Bjorn Lomborg on Kyoto 2.0

Bjørn Lomborg’s latest op-ed, titled “Focusing on R&D a smarter choice in climate talks,” deals with smarter alternatives to another Kyoto. An excerpt:

Kyoto’s successor will not be successful unless China and India are somehow included. To achieve that, the EU has made the inevitable, almost ridiculous proposal of bribing developing nations to take part — at a cost of 175 billion euros (US$225.7 billion) annually by 2020.
In the midst of a financial crisis, it seems unbelievable that European citizens will bear the financial burden of paying off China and India. The sadder thing, though, is that this money would be spent on methane collection from waste dumps in developing nations, instead of on helping those countries’ citizens deal with more pressing concerns like health and education.
There is an alternative to spending so much to achieve so little.
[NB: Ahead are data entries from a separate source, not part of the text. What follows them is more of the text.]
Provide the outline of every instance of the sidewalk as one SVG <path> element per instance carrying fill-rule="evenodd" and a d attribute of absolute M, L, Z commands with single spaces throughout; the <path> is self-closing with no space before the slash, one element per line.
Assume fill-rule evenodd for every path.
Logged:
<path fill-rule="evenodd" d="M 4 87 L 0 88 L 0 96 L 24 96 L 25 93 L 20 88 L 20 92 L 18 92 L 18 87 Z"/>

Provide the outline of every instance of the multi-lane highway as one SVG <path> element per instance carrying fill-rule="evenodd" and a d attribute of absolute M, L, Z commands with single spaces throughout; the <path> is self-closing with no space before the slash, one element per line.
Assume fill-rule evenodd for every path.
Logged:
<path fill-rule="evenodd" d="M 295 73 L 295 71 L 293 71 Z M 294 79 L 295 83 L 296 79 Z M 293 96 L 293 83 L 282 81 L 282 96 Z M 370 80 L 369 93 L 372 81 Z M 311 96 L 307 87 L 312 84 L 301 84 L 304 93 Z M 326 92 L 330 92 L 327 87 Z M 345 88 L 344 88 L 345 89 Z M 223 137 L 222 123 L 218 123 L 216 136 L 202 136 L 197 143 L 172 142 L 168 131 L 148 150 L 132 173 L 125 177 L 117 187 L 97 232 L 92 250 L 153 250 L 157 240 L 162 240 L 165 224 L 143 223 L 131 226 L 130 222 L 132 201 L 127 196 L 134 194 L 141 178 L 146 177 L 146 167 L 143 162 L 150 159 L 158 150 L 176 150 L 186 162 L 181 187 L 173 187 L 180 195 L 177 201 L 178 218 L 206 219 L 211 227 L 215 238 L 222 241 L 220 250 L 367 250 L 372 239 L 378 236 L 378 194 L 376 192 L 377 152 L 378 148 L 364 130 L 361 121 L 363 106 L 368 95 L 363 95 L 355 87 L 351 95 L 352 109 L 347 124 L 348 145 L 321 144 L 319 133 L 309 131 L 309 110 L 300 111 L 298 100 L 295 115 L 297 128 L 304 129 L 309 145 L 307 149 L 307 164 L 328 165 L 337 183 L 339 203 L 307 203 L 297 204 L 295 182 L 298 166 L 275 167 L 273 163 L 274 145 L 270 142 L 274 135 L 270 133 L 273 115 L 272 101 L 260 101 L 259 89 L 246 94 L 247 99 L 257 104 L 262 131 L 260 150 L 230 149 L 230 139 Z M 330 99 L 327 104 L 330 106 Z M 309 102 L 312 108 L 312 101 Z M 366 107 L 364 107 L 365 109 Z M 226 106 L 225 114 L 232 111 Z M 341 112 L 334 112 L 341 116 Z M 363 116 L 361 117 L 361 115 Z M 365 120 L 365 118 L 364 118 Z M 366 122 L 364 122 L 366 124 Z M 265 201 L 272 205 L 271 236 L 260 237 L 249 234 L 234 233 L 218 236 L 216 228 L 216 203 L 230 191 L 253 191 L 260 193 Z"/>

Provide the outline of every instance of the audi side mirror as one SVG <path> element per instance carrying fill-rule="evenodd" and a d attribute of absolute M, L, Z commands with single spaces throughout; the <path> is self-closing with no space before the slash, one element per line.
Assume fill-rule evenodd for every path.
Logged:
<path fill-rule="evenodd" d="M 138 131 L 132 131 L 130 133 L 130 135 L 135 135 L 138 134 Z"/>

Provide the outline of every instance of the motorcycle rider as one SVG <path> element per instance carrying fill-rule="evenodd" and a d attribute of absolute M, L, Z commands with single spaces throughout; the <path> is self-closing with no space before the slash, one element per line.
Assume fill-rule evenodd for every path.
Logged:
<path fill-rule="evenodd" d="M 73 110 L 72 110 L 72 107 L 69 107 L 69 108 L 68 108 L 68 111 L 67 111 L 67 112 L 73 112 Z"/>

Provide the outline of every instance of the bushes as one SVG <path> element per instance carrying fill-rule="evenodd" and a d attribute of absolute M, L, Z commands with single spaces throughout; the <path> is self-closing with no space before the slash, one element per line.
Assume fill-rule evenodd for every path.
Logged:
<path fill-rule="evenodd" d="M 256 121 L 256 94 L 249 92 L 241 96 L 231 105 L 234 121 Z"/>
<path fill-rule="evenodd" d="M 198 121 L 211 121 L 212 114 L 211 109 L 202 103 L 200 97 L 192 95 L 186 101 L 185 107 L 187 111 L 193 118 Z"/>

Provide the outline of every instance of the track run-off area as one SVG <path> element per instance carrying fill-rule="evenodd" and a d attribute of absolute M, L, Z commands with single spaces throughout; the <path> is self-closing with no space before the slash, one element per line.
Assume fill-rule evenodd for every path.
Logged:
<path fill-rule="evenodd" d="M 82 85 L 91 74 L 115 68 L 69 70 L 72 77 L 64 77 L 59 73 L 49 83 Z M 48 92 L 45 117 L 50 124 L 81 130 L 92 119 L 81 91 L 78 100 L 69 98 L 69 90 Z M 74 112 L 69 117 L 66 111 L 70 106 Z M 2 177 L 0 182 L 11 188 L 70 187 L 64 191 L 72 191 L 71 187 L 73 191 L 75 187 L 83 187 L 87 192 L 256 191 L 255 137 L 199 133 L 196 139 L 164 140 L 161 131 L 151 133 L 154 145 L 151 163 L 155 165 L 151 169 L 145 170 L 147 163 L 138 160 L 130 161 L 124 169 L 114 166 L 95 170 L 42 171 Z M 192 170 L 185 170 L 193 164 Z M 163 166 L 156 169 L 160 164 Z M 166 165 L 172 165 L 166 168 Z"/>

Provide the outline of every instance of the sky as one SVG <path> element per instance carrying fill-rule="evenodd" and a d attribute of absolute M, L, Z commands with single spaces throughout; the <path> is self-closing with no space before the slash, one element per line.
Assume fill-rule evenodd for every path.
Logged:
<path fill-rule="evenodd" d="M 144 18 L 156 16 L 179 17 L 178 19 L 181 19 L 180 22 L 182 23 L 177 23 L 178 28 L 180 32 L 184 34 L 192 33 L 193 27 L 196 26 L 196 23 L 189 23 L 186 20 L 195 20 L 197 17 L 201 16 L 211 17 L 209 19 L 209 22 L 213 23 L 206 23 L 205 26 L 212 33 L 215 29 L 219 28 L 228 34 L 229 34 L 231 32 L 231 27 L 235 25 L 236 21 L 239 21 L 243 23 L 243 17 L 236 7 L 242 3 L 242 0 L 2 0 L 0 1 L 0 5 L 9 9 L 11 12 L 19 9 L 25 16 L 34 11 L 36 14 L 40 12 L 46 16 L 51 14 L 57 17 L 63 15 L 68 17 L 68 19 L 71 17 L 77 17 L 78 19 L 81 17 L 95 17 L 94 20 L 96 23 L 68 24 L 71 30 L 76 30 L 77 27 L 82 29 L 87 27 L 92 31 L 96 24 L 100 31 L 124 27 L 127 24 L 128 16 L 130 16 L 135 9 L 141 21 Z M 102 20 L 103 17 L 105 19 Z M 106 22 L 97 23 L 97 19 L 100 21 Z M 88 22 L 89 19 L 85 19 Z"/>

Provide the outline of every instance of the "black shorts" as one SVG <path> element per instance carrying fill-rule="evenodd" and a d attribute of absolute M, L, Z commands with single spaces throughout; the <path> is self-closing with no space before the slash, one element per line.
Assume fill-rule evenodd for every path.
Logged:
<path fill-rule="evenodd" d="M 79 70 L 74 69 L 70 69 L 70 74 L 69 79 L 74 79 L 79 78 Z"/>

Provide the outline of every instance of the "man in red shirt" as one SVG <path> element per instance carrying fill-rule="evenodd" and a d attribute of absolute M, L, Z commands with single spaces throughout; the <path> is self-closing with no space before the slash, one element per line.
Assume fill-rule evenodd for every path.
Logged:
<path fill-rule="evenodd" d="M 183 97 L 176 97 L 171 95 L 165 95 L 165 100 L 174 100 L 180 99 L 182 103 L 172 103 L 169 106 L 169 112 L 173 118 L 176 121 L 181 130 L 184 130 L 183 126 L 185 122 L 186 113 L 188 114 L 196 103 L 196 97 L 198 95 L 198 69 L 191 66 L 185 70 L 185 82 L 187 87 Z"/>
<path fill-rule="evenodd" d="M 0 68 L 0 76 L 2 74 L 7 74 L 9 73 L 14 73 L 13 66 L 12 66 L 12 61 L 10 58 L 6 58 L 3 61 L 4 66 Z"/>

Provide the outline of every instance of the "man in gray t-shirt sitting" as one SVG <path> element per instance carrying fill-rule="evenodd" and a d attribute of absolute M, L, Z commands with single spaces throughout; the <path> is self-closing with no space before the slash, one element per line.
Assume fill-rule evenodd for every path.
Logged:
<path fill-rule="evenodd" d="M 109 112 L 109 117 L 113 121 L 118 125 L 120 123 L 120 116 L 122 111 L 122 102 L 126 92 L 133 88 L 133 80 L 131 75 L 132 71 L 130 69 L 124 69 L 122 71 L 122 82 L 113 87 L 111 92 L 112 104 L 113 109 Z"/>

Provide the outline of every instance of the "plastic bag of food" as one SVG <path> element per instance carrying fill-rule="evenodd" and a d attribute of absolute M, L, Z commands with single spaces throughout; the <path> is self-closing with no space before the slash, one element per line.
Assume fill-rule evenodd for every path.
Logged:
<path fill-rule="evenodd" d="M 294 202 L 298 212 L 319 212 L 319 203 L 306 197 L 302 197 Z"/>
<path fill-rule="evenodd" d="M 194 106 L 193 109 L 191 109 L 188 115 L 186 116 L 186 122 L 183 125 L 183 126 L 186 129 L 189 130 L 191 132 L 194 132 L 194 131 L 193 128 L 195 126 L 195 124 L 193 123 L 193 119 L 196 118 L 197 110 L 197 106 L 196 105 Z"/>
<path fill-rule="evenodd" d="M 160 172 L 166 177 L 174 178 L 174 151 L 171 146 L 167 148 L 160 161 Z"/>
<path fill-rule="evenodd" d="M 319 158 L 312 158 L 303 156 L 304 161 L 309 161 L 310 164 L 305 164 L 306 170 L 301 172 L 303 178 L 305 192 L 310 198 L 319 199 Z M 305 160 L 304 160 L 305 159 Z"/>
Cutting carbon still costs a lot more than the good that it produces. We need to make emission cuts much cheaper so that countries like China and India can afford to help the environment. This means that we need to invest much more in research and development aimed at developing low-carbon energy.
If every country committed to spending 0.05 percent of its GDP exploring non-carbon-emitting energy technologies, this would translate into US$25 billion per year, or 10 times more than what the world spends now. Yet, the total also would be seven times cheaper than the Kyoto Protocol, and many times cheaper than the Copenhagen Protocol is likely to be. It would ensure that richer nations pay more, taking much of the political heat from the debate.
Decades of talks have failed to make any impact on carbon emissions. Expecting China and India to make massive emission cuts for little benefit puts the Copenhagen meeting on a sure path to being another lost opportunity. Yet, at the same time, the Chinese and Indian challenge could be the impetus we need to change direction, end our obsession with reducing emissions and focus instead on research and development, which would be smarter and cheaper — and would actually make a difference.